Suppose you add the following lifetimes:

fn get_min<'a, 'b: 'a, 'c: 'a, T: PartialOrd + Ord>(left: &'b Vec<T>, right: &'c Vec<T>, index: usize) -> &'a T {
    if &left[index] < &right[index] {
        &left[index]
    } else {
        &right[index]
    }
}

If the returned reference goes out of scope, will it be dropped, even if the vectors continue not to be dropped? In my case, the vectors stay around for the duration of the program, and I don't want the returned reference to.

Answer 1

The compiler will choose a lifetime 'a that is as small as possible. In some situations where the same lifetime is linked to multiple things, it may be longer than you expect, but regardless the compiler does so to reduce conflicts and therefore accept as many valid programs as possible. That principle is definitely in play here since immutable references are covariant with respect to their lifetimes (meaning they can be minimized).

Another important part of your question is about dropping references. References do not implement Drop; they have no drop logic and are also Copy (which would conflict with Drop). Though since types holding a lifetime can "lock out" mutations or other action on the referent, it is important to know when this "lock" stops being held. Since non-lexical lifetimes were introduced, this is no longer related to the scope of the reference, but rather ends when the reference is last used. So explicitly dropping references (by introducing a scope) is not ever needed.

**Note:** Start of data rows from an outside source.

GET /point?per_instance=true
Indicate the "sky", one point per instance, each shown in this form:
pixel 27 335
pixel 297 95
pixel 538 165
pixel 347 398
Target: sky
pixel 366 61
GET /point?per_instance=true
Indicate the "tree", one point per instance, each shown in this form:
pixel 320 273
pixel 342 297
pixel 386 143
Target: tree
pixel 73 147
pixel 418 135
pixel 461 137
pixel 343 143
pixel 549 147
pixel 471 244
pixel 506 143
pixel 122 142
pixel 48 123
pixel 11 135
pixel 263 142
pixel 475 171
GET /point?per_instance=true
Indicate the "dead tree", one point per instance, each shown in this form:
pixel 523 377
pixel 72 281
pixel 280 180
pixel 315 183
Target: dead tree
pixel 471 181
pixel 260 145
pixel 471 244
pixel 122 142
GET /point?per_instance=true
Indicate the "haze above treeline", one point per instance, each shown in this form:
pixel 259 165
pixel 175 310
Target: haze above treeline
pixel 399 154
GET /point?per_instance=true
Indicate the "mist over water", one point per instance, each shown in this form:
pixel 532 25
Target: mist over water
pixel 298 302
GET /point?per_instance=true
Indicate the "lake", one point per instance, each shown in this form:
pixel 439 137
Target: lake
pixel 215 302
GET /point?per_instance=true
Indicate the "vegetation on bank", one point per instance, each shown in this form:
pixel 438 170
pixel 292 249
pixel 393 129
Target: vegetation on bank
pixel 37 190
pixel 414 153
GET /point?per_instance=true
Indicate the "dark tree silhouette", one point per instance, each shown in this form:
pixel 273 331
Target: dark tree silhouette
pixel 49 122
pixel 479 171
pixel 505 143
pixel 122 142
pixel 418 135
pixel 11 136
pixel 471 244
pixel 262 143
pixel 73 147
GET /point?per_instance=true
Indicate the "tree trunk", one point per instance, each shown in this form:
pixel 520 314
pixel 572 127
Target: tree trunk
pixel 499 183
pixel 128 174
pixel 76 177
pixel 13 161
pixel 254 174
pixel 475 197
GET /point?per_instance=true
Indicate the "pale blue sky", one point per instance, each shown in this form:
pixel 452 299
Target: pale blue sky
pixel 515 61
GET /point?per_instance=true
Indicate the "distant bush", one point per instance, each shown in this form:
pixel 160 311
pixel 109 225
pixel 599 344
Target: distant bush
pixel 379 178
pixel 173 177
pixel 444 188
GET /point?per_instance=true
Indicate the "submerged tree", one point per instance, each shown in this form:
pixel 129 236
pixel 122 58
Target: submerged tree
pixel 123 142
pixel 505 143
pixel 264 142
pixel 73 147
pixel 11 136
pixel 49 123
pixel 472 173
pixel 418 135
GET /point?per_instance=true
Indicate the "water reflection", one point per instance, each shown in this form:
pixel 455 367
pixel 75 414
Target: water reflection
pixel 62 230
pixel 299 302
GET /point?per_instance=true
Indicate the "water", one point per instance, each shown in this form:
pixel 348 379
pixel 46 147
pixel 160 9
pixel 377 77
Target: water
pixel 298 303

Lets consider an example using your function but from a caller's perspective:

fn main() {
    let mut vec_a = vec![1, 2, 3];
    let mut vec_b = vec![4, 5, 6];
    
    let min = get_min(&vec_a, &vec_b, 0);
    
    println!("the minimum is: {min}");
    
    vec_a.clear();
    vec_b.clear();
}

The scope of min starts from its declaration until the end of main. However, if that were the lifetime that it borrowed from vec_a or vec_b, then the .clear() calls would conflict and trigger a compiler error. Instead the compiler allows this since you aren't accessing min after the println! statement and thus that is where the lifetime of 'a ends.

So to answer your question:

If the returned reference goes out of scope, will it be dropped, even if the vectors continue not to be dropped?

The returned reference need not be the lifetime of the vectors, and will most likely be much shorter. If references held on forever that would severely limit what you could do.

In my case, the vectors stay around for the duration of the program, and I don't want the returned reference to.

Even if vec_a and vec_b were created statically and thus have a 'static lifetime, references derived from them will borrow from them as small a lifetime as the compiler can make them.

As a side note, the additional lifetimes 'b and 'c are not necessary here. Since left and right are immutable references, and thus are covariant with respect to their lifetime, their lifetimes will already be as small as possible as deduced at the callsite (just enough to support 'a). In this case a single lifetime is sufficient and expresses the same constraints:

fn get_min<'a, T: PartialOrd + Ord>(left: &'a Vec<T>, right: &'a Vec<T>, index: usize) -> &'a T {
    ...
}